Its not all about the money afterall

Tuesday, August 25, 2009

The process of developing an IDEA (Integrated Data Engineering Application) sounds like such a consummately technical task doesn’t it? Sounds like you might need some client side boffo cranking out an ungodly detailed MS project file that would then mesh with a WorldAPP Statement Of Work eight tomes thick.

Well, yes and no.

I just looked at a video that a colleague of mine, Matt Haney, jabbered over. It’s fascinating stuff. First, it’s on a larger theme that has always entranced me – the subject of how to correctly motivate a workforce.

But there’s more in this pudding than just these raisins.

It also reveals how incentives can become disincentives when the work task shifts from straightforward or mechanical tasks to those that require expansive lateral thinking. (Hat tip here to one of my all times heroes, Edward de Bono, the “father of thinking”.)

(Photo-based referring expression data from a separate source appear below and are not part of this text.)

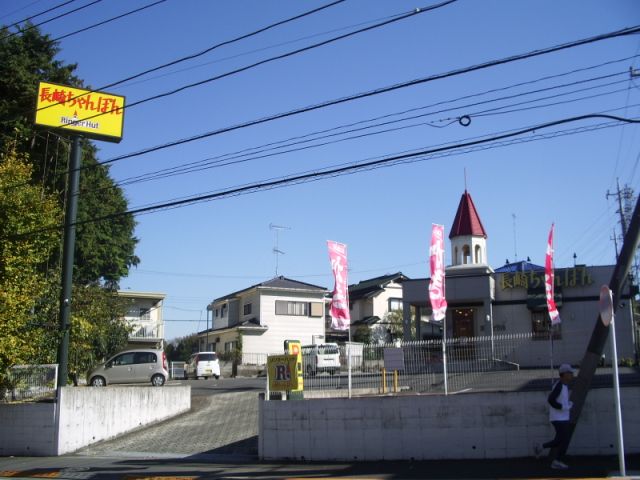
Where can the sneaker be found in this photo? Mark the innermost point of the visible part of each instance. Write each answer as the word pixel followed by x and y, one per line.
pixel 558 465
pixel 537 450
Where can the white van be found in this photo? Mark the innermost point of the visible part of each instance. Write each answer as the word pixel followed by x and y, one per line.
pixel 202 365
pixel 323 357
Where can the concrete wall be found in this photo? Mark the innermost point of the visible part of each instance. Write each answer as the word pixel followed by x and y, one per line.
pixel 27 429
pixel 84 416
pixel 483 425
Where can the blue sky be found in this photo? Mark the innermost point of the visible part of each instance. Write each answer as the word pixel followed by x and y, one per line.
pixel 197 253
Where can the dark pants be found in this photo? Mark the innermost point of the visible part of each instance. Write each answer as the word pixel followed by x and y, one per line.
pixel 561 440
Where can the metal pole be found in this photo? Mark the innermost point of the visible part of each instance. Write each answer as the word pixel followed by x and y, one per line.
pixel 73 181
pixel 349 362
pixel 600 331
pixel 444 353
pixel 616 393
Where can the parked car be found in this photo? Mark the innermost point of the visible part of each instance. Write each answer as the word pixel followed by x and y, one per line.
pixel 202 365
pixel 323 357
pixel 132 366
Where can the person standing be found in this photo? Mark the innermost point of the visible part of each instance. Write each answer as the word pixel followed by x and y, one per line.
pixel 559 416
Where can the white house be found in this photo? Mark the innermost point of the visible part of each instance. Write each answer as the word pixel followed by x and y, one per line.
pixel 144 314
pixel 370 302
pixel 263 316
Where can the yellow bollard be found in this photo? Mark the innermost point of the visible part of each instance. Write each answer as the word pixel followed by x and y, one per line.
pixel 384 381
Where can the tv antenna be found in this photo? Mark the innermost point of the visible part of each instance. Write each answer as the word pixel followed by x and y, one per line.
pixel 276 250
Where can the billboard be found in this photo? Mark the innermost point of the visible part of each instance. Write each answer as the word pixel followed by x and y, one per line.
pixel 281 370
pixel 97 115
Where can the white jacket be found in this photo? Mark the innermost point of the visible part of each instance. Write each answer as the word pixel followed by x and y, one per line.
pixel 559 402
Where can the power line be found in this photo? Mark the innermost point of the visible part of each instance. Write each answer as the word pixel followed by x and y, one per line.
pixel 207 50
pixel 342 170
pixel 275 58
pixel 104 22
pixel 240 157
pixel 31 27
pixel 31 17
pixel 378 91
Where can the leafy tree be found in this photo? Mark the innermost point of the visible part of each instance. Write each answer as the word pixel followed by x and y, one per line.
pixel 104 250
pixel 24 208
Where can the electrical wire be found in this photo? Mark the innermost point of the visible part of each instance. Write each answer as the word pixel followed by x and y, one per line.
pixel 31 27
pixel 233 159
pixel 378 91
pixel 31 17
pixel 275 58
pixel 109 20
pixel 342 170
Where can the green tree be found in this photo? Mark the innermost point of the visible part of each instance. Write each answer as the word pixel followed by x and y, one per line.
pixel 24 208
pixel 105 250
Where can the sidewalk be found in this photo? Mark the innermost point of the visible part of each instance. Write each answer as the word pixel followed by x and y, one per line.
pixel 207 466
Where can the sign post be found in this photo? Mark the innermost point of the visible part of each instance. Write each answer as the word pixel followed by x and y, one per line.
pixel 608 318
pixel 91 114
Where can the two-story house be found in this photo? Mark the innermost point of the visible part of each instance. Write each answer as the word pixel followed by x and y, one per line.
pixel 371 303
pixel 144 314
pixel 261 317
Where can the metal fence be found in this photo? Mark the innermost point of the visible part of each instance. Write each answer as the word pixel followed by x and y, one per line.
pixel 30 382
pixel 176 370
pixel 472 364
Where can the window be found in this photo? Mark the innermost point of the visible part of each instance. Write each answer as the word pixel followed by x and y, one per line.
pixel 317 309
pixel 145 357
pixel 395 304
pixel 292 308
pixel 466 255
pixel 478 254
pixel 124 359
pixel 540 324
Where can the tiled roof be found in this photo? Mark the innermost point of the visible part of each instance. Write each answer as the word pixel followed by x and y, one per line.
pixel 467 220
pixel 523 266
pixel 373 286
pixel 276 282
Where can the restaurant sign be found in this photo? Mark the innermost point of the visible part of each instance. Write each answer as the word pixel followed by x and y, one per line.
pixel 97 115
pixel 567 277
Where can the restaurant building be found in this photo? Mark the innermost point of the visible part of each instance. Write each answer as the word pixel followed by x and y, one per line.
pixel 511 300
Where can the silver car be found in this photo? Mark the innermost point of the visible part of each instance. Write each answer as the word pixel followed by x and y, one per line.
pixel 132 366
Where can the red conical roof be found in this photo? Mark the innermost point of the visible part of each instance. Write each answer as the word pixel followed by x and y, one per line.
pixel 467 221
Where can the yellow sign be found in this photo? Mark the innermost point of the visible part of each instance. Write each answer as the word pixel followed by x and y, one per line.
pixel 282 372
pixel 97 115
pixel 294 347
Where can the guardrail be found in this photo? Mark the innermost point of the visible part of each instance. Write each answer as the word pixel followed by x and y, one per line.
pixel 30 382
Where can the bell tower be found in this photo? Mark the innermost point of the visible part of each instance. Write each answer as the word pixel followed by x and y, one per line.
pixel 468 237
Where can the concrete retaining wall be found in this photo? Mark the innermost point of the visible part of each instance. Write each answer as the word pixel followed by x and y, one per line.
pixel 84 416
pixel 481 425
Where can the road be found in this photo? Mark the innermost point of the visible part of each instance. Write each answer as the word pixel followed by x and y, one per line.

In the video, the presenter, Dan Pink, shows how it has been repeatedly proven that the bigger the pecuniary incentive for cognitively challenging tasks, the higher the fail rate. Hmmm…. I hope our CFO, Oleg Matsko, isn’t reading this. This means we should be cranking out IDEAS for our customers with a bunch of lateral thinking mavens from the client’s team matched with a bunch of rag-tag rightbrained geniuses on our side .…AND…if we want it to really work well…the success of the project should largely be uncoupled from its cost.